This chilled noodle salad is popular in Hawaii as a potluck dish but also makes a satisfying meal. It’s easy to prepare and transport, and deliciously refreshing.



For the salad

1 8-ounce package dried somen noodles*

2 eggs, scrambled and lightly seasoned

2 cups shredded lettuce, iceberg or romaine

1 carrot, julienned

1 medium Japanese cucumber, julienned

1 5.5-ounce block kamaboko, julienned

1 12-ounce can low-sodium Spam, julienned**

3 stalks green onion, sliced

For the dressing

2 tablespoons sesame seeds

2 tablespoons sugar

1 teaspoon salt

¼ cup vegetable oil

3 tablespoons vinegar

2 tablespoons soy sauce


In a small jar, mix the dressing ingredients until combined. Set aside.

Cook the somen noodles according to the package instructions. Rinse in cold water and drain well. Layer on the bottom of a 9″ x 13″ pan.
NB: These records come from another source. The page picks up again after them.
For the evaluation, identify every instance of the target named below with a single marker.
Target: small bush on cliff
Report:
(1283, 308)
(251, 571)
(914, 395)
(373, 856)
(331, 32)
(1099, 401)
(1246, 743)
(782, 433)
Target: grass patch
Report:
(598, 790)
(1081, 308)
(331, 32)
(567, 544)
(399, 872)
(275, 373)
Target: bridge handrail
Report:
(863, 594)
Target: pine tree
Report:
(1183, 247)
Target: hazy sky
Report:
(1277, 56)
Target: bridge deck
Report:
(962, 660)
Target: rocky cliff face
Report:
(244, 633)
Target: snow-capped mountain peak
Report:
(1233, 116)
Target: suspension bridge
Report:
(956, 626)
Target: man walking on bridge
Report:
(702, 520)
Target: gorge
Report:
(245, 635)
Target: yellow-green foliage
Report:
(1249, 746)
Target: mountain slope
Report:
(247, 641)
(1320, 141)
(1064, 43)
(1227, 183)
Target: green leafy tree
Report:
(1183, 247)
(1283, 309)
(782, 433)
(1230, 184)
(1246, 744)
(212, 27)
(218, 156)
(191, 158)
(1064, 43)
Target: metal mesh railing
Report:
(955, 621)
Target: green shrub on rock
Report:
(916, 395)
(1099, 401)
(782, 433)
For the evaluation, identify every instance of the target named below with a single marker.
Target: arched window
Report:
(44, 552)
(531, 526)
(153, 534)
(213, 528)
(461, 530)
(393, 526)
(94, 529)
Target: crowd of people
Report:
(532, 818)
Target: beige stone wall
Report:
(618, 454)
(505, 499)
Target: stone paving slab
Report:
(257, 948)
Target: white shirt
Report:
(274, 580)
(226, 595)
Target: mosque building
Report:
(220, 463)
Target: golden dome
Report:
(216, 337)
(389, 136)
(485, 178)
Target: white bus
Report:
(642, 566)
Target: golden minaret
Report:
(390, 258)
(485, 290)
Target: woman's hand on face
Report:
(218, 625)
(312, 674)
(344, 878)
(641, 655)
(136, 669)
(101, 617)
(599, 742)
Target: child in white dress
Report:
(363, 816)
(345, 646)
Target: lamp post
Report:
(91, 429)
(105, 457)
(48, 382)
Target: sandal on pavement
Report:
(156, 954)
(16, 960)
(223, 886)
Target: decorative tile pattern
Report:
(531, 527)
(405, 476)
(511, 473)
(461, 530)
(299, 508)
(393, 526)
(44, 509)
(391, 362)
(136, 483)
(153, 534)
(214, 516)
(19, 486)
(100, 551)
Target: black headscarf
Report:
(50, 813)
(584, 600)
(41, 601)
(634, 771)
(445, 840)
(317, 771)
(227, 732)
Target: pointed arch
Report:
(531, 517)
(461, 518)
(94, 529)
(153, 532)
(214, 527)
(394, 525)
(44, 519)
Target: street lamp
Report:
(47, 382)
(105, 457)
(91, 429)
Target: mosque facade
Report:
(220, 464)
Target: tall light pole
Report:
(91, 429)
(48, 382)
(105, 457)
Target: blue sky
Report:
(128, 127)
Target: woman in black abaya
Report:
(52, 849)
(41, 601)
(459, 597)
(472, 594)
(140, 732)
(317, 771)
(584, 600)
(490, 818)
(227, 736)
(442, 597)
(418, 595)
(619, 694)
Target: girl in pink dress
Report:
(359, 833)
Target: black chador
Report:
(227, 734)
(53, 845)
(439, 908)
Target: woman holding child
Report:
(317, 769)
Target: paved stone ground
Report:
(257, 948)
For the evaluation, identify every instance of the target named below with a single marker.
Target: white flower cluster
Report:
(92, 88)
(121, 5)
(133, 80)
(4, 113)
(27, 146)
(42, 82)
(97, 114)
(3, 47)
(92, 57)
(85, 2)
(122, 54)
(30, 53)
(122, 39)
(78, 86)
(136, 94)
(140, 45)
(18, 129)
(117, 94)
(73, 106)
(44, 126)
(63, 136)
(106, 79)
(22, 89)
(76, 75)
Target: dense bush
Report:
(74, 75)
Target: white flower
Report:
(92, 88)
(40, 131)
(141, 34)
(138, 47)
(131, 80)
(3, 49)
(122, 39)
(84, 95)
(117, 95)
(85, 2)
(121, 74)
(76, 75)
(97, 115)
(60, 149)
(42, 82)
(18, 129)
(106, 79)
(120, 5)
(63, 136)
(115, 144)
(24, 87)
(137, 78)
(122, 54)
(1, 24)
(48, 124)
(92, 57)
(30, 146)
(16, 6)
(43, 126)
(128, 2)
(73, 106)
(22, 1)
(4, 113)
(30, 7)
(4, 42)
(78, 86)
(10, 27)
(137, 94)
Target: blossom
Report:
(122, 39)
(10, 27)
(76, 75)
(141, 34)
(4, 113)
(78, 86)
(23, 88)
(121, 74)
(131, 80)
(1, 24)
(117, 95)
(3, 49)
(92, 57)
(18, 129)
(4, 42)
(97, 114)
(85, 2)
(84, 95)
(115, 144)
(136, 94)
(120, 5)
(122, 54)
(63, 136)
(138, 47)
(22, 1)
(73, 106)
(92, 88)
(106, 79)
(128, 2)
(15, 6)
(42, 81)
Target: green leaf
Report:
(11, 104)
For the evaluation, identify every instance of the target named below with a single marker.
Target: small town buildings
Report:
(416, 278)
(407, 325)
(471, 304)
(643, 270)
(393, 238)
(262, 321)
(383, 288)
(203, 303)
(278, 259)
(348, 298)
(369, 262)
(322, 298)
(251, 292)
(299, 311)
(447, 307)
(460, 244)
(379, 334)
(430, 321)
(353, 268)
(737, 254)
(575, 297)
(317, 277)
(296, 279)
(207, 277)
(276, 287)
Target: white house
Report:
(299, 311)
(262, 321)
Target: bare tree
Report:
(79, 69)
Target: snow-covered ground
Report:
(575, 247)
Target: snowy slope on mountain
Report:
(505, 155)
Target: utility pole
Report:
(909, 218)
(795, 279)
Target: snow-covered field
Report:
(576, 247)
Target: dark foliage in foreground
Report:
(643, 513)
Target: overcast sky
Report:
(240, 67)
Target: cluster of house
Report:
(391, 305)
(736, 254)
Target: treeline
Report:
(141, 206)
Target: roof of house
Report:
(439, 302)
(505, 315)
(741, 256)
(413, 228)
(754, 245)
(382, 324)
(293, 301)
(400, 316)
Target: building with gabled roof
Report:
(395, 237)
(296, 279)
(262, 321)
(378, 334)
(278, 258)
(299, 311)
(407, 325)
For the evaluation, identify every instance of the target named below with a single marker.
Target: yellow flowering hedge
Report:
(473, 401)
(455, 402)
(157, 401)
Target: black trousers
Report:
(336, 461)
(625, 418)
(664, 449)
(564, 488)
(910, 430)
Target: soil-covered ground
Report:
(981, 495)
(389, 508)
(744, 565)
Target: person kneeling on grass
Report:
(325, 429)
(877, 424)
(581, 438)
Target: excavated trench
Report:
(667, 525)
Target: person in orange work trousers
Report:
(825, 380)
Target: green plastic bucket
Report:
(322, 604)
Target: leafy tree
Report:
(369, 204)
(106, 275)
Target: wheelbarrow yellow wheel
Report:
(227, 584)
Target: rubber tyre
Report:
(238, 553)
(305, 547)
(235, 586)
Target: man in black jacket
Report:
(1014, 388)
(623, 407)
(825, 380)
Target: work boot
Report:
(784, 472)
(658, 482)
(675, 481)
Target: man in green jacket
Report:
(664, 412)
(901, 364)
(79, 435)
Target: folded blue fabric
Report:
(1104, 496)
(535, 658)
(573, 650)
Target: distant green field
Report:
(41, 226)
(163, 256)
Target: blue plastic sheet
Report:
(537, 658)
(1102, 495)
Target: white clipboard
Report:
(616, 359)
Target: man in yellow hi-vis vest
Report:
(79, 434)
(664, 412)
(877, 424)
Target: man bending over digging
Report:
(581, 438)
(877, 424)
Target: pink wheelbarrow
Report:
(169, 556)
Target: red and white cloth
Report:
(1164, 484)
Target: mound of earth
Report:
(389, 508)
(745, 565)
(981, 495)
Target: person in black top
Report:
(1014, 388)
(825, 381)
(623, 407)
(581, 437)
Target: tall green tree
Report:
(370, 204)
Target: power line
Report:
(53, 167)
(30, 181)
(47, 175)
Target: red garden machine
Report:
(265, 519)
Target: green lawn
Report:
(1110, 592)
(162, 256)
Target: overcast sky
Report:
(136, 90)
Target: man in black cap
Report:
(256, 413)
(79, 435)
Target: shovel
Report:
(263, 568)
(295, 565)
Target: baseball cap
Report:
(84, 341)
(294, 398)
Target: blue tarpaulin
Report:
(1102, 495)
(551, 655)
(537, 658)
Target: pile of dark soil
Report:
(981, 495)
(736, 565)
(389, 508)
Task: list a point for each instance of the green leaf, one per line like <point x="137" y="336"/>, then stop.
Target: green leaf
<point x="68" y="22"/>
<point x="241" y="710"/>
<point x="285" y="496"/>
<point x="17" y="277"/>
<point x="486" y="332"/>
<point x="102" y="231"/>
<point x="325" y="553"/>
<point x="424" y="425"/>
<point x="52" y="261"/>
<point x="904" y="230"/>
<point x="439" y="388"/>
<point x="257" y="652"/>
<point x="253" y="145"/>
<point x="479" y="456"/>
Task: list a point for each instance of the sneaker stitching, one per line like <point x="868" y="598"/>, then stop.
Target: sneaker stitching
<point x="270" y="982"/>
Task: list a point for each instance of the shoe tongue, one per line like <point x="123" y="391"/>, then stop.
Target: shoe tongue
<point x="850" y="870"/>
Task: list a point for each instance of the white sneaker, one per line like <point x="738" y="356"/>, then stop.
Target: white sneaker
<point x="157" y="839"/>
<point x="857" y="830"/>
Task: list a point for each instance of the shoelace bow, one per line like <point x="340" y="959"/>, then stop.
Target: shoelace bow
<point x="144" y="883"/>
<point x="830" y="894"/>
Cook the eggs into a thin omelet. Roll up like a jelly roll then cut into thin strips.

Layer the lettuce, carrot, cucumber, kamaboko, and Spam evenly over the cooked somen noodles. Sprinkle with sliced green onions.

Just before serving, shake the dressing well and pour over the salad. Serve immediately.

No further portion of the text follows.